Date: 24 July 2014 Time: 12:00 - 13:00
Location: Seminar Room 1, FORTH, Heraklion, Crete
Host: Elias Athanasopoulos
Software have always had faults that can be exploited to gain unauthorized access on systems, exfiltrate data, install undesired software, etc. Through the passage of years, new defenses, such as ASLR, DEP, and stack cookies, have significantly raised the bar making exploitation much harder. However, attackers have also evolved and recent attacks show an increased level of sophistication. Code-reuse attacks based on return oriented programming are a prime example of the latter. Such attacks have reignited research interest in various instantiations of control-flow integrity (CFI), which in its ideal form prevents flows of control that were not intended by the original program. These works have focused on a looser notion of CFI which can be deployed, sometimes with hardware support, on unmodified binaries and with little overhead.
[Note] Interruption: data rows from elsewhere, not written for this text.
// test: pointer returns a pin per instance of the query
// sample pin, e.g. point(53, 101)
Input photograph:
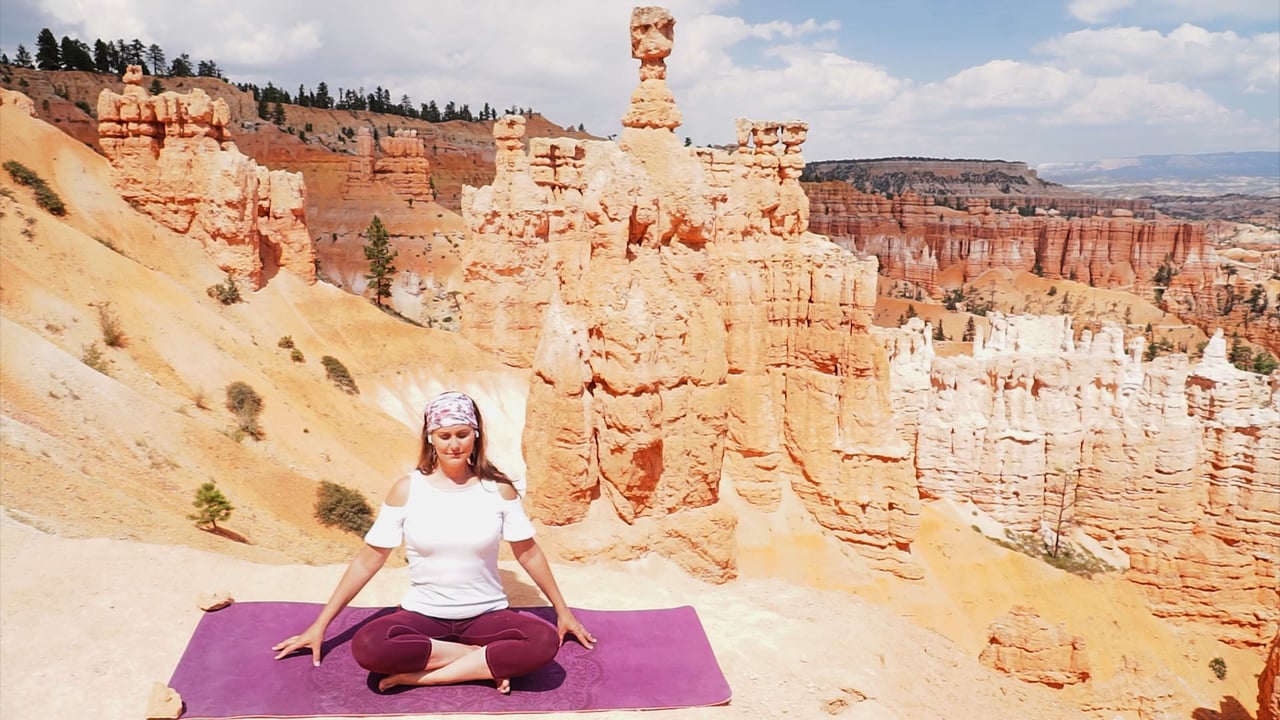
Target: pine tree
point(155, 55)
point(380, 256)
point(76, 55)
point(48, 57)
point(101, 57)
point(210, 506)
point(181, 67)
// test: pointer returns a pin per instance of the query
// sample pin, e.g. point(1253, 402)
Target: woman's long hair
point(428, 460)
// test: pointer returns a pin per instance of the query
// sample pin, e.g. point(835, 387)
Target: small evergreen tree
point(155, 55)
point(181, 67)
point(22, 59)
point(382, 260)
point(48, 55)
point(210, 506)
point(343, 507)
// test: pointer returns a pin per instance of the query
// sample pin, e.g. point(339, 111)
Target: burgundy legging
point(516, 643)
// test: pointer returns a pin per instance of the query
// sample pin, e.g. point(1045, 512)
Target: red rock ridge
point(176, 162)
point(915, 240)
point(1170, 464)
point(686, 335)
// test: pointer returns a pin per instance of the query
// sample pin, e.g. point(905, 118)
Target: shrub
point(339, 506)
point(246, 405)
point(225, 292)
point(110, 324)
point(94, 358)
point(337, 372)
point(45, 195)
point(210, 506)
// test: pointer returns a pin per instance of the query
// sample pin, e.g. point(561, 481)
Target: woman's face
point(453, 443)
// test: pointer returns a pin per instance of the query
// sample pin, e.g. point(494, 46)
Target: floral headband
point(451, 409)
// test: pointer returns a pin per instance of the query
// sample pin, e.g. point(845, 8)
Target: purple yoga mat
point(644, 660)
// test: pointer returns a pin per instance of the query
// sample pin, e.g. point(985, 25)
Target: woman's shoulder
point(400, 492)
point(504, 490)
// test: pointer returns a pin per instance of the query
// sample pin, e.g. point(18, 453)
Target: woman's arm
point(531, 559)
point(362, 568)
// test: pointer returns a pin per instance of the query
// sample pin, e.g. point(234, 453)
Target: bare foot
point(401, 679)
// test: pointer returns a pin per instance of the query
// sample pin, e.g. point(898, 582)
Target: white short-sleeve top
point(451, 540)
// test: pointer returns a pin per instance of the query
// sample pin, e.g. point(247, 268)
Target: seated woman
point(455, 623)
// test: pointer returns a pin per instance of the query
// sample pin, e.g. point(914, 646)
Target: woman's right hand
point(312, 637)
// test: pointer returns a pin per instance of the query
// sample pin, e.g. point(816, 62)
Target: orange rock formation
point(1027, 647)
point(403, 167)
point(684, 329)
point(1168, 463)
point(1269, 683)
point(917, 240)
point(176, 162)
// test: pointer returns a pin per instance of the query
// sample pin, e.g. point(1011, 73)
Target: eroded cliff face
point(686, 335)
point(1171, 464)
point(174, 160)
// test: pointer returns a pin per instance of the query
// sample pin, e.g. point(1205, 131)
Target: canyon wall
point(686, 335)
point(176, 162)
point(960, 183)
point(402, 168)
point(917, 241)
point(1171, 465)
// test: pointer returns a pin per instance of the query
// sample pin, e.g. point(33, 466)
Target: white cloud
point(1101, 10)
point(1188, 53)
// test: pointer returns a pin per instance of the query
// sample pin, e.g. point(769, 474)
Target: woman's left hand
point(567, 624)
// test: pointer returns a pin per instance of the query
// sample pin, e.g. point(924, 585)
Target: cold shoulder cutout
point(398, 495)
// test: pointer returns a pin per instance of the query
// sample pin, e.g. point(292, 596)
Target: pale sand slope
point(81, 642)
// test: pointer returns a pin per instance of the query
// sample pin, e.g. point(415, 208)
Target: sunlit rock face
point(917, 240)
point(174, 160)
point(686, 333)
point(1171, 464)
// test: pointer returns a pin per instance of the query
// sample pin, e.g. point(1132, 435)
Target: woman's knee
point(543, 642)
point(365, 647)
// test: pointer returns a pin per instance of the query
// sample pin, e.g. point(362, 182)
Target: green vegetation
point(339, 506)
point(382, 260)
point(45, 195)
point(94, 358)
point(247, 406)
point(337, 372)
point(1069, 557)
point(110, 326)
point(227, 291)
point(210, 506)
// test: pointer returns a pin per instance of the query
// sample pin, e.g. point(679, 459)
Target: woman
point(455, 623)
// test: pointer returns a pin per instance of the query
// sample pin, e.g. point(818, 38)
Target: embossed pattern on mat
point(644, 660)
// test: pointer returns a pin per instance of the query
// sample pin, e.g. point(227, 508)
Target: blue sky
point(1040, 81)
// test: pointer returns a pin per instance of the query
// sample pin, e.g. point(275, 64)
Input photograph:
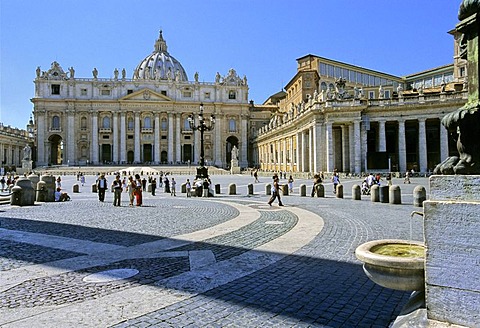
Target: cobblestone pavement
point(227, 261)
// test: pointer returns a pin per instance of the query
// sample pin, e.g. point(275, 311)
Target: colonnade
point(329, 145)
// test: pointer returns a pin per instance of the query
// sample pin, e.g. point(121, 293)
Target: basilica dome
point(160, 65)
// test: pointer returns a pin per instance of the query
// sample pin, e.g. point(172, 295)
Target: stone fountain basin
point(394, 272)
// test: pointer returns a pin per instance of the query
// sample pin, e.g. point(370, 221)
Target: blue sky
point(258, 38)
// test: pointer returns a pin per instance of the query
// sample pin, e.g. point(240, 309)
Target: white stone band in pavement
point(137, 301)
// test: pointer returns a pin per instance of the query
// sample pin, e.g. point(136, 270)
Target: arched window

In this talk, I will discuss how recent CFI approaches work and present our work on evaluating their effectiveness in terms of security. Specifically, I will show that attacks are still possible, so, even though the bar is raised yet one more time, some control-flow integrity is not enough.
Georgios Portokalidis is an assistant Professor in the Computer Science Department at Stevens Institute of Technology. He obtained his doctorate degree from Vrije Universiteit in Amsterdam. His research interests are mainly around the area of systems security, but extend to network monitoring, operating systems, and virtualization technologies. His work focuses on improving the security of existing software on commodity systems, and using virtualization to retrofit software with protection mechanisms. More recently, he has been involved with improving software reliability and availability, mobile device security, and privacy issues.